The amended AB 1309 by Assemblyman Henry T. Perea (D-Fresno) was approved Wednesday by the Senate Labor and Industrial Relations Committee. “This bill was strengthened to ensure out-of-state non-specific injury claims have no business being filed in California, while we safeguard the rights of injured workers who are substantially employed here,” Perea said. The bill would also close the loophole that allows out-of-state athletes to place 100% of the cumulative trauma liability on California-based teams even if they played a small amount of time for that team and most of their career out of state. “The amended bill strikes a fair and equitable balance between protecting California’s employees and closing an egregious loophole that allows out-of-state claims to be filed in California,” said Ed Lamb, chief financial officer for the Los Angeles Clippers.

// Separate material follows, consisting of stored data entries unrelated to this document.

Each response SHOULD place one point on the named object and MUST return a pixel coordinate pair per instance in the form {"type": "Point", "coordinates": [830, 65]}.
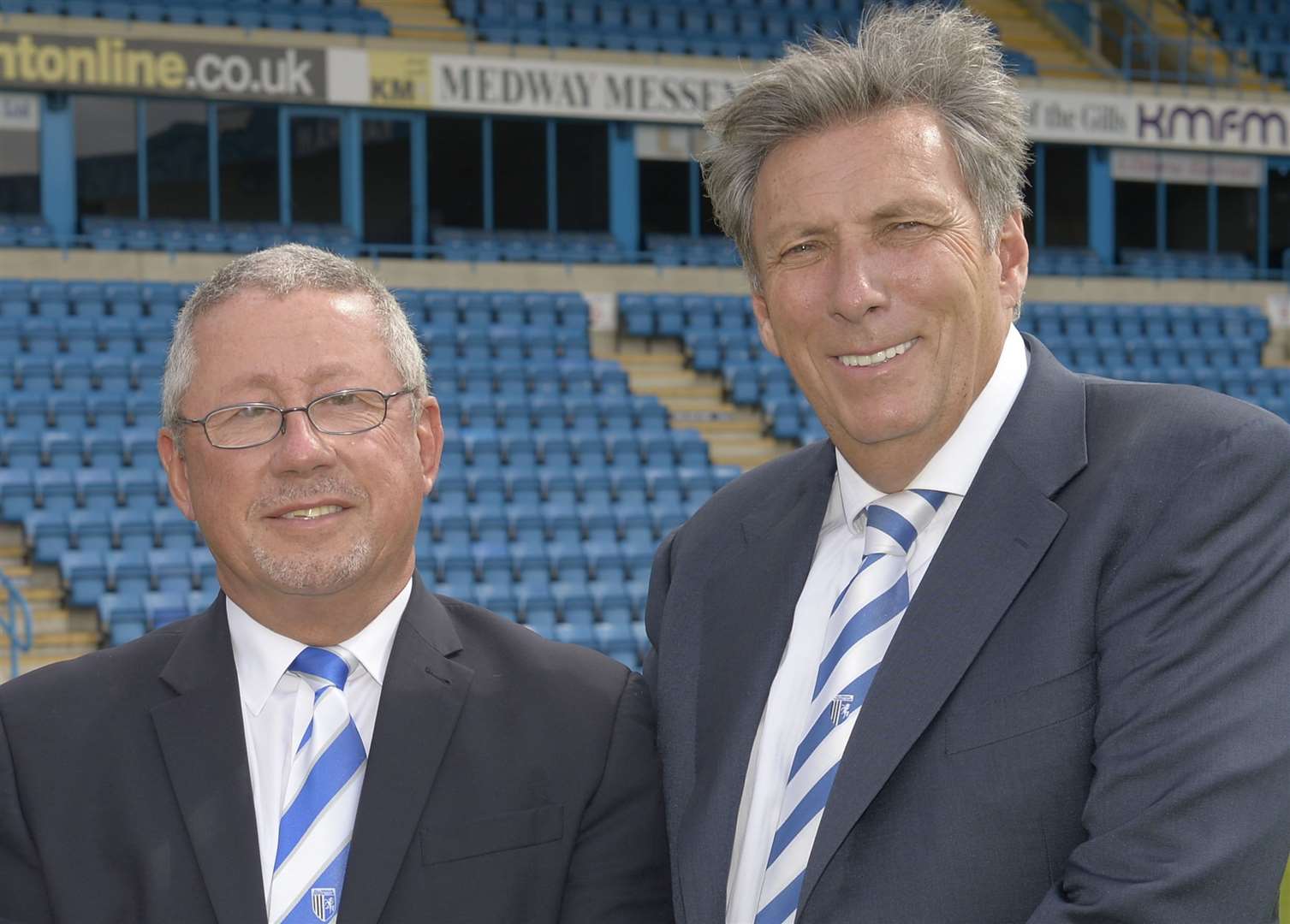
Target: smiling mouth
{"type": "Point", "coordinates": [877, 358]}
{"type": "Point", "coordinates": [311, 512]}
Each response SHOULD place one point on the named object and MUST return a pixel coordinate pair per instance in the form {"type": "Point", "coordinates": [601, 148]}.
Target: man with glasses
{"type": "Point", "coordinates": [330, 740]}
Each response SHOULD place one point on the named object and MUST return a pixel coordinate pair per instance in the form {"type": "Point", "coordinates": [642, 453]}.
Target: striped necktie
{"type": "Point", "coordinates": [860, 625]}
{"type": "Point", "coordinates": [321, 798]}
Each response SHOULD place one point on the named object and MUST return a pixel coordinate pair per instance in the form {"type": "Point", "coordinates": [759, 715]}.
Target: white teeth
{"type": "Point", "coordinates": [311, 512]}
{"type": "Point", "coordinates": [882, 356]}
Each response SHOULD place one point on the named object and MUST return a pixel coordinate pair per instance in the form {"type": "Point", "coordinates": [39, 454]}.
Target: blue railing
{"type": "Point", "coordinates": [15, 623]}
{"type": "Point", "coordinates": [1130, 41]}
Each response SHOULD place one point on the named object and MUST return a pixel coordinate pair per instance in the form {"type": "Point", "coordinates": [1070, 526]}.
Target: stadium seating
{"type": "Point", "coordinates": [1205, 346]}
{"type": "Point", "coordinates": [1259, 30]}
{"type": "Point", "coordinates": [180, 236]}
{"type": "Point", "coordinates": [556, 485]}
{"type": "Point", "coordinates": [311, 15]}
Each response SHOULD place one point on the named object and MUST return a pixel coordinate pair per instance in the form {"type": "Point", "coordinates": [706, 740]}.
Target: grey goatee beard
{"type": "Point", "coordinates": [310, 570]}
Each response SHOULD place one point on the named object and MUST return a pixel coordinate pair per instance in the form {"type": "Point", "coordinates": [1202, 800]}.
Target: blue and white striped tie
{"type": "Point", "coordinates": [860, 625]}
{"type": "Point", "coordinates": [321, 798]}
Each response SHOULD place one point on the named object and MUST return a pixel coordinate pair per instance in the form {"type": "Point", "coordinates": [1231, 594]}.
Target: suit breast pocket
{"type": "Point", "coordinates": [491, 834]}
{"type": "Point", "coordinates": [976, 725]}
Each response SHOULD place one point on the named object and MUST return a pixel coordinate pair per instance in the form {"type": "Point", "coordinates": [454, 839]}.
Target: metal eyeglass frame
{"type": "Point", "coordinates": [303, 409]}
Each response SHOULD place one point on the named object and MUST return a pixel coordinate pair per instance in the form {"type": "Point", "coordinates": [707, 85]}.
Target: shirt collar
{"type": "Point", "coordinates": [954, 465]}
{"type": "Point", "coordinates": [262, 654]}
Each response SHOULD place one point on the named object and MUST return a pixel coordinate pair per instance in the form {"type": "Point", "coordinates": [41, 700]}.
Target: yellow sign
{"type": "Point", "coordinates": [399, 79]}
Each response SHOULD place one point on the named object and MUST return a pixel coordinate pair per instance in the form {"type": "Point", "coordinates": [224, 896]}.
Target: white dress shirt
{"type": "Point", "coordinates": [277, 707]}
{"type": "Point", "coordinates": [837, 552]}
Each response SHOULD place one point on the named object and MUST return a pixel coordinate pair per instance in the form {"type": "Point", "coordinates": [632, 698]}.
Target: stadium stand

But critics say they still can’t support the measure. “We don’t understand why professional athletes are being singled out for disparate treatment as opposed to that for any other employee in the state of California,” says NFL Players Association Associate General Counsel Ned Ehrlich.

Senate President Pro Tem Darrell Steinberg (D-Sacramento) said the proposal would allow claims for cumulative trauma suffered over the course of a career as long as an athlete played at least two seasons for a professional team based in California. “The essence of the agreement is to limit the ability of athletes who have never played for a California team to use the cumulative trauma portion of the workers’ compensation law” to file a claim, Steinberg told reporters.The Times reported in February that California has paid millions of dollars in workers’ compensation claims to professional athletes, including some that played only a handful of games in the Golden State but spent their careers on out-of-state teams.

The bill must still be approved by the full Senate.